夫婦が体を支え合って今なんとかたえているという状況です。
レスキュー隊が今、到着しました。
そして、お二人のもとになんとかたどり着きました。
今、女性の体をレスキュー隊がしっかりとつかんで、ロープで上へと上がっていきます。
今、また1人レスキュー隊によって救助されました。
≫上空には自衛隊のヘリがいるが助け出すことができるのは1人ずつ。
ロープで引き上げるしかない。
屋根の上で男性がじっと救助を待つ。
あまりにも救わなければならない人の数が多すぎる。
広大な浸水現場。
あらゆる場所で救助作業が行われていた。
≫子どもです!子どもが助けられました。
恐らく1歳ぐらいのお子さんではないでしょうか。
救助の方がしっかりと抱きかかえて先ほどは横に寝ていたのですが今しっかりと起き上がりました。
今、首もしっかり起きています。
女の子でしょうか。
よかったです。
≫午後1時前に決壊した堤防。
近くに住む人は朝から水は越え始めていたと言う。
≫そして時間とともに決壊場所は拡大していった。
≫こちらですね。
土手、決壊していまして現在午後5時過ぎなんですが今も川の水が勢いよく画面右手、住宅街の方向へと流れているのが見えます。
当初、この決壊した土手は50mほどの範囲と聞いていたんですがもっとありそうですね。
100m以上ありそうに見えます。
更にこの決壊している範囲が広がっているものと思われます。
≫町に流れ込む濁流も時間が経つごとに増えていく。
国土交通省はこの決壊によって被害面積は37平方キロメートルにまでおよび深さは最大5mに達する恐れがあると発表した。
常総市の3分の1が浸水することになる。
実は国交省は避難対策に役立ててもらうため2013年鬼怒川が氾濫したケースをシミュレーションしていた。

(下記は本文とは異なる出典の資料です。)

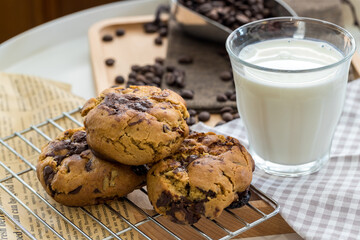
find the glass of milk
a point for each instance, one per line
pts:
(290, 76)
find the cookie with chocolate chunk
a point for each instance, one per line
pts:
(72, 175)
(135, 125)
(208, 173)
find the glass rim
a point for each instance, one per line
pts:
(292, 19)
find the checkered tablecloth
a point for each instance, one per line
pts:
(326, 204)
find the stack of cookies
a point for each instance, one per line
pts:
(130, 130)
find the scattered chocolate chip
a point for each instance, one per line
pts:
(220, 123)
(119, 79)
(107, 38)
(227, 116)
(185, 60)
(204, 116)
(228, 93)
(160, 60)
(76, 190)
(192, 112)
(187, 94)
(221, 98)
(158, 40)
(226, 75)
(109, 62)
(119, 32)
(191, 121)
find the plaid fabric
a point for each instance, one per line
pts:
(326, 204)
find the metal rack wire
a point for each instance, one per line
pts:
(36, 135)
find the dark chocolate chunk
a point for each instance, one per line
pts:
(158, 40)
(48, 174)
(160, 60)
(192, 112)
(119, 79)
(76, 190)
(109, 62)
(191, 121)
(204, 116)
(107, 38)
(119, 32)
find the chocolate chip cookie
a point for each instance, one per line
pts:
(74, 176)
(135, 125)
(208, 173)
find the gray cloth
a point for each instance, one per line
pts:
(326, 204)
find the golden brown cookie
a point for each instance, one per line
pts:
(136, 125)
(209, 173)
(74, 176)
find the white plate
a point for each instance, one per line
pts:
(59, 49)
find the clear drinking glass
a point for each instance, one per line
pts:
(290, 75)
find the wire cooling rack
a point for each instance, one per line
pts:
(34, 214)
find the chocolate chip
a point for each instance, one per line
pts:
(227, 116)
(48, 174)
(119, 32)
(88, 166)
(228, 93)
(119, 79)
(226, 75)
(187, 94)
(158, 40)
(76, 190)
(160, 60)
(185, 60)
(204, 116)
(192, 112)
(109, 62)
(107, 38)
(166, 128)
(221, 98)
(191, 121)
(96, 190)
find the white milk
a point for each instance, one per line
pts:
(290, 117)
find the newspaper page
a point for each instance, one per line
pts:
(26, 101)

その決壊位置は、なんと、今回実際に決壊した場所とほぼ同じだった。
そして、その被害は6900戸2万2000人にも及ぶとした。
更に60時間後、つまり3日間水が引かないエリアもあるとしている。
救助作業は夕方になっても続けられていた。
≫たった今ヘリコプターに救助されるところです。
しっかりとしがみついています。
タオルで顔を覆うような姿も見受けられます。
手にはしっかりと荷物を持って陸上自衛隊に抱えられながらゆっくりと自衛隊機のヘリコプターに今まさに到着をしました。
これから中に救助される模様です。
≫夜になっても取り残されている人が何人なのか、どれくらいの家が浸水しているのかわかっていない。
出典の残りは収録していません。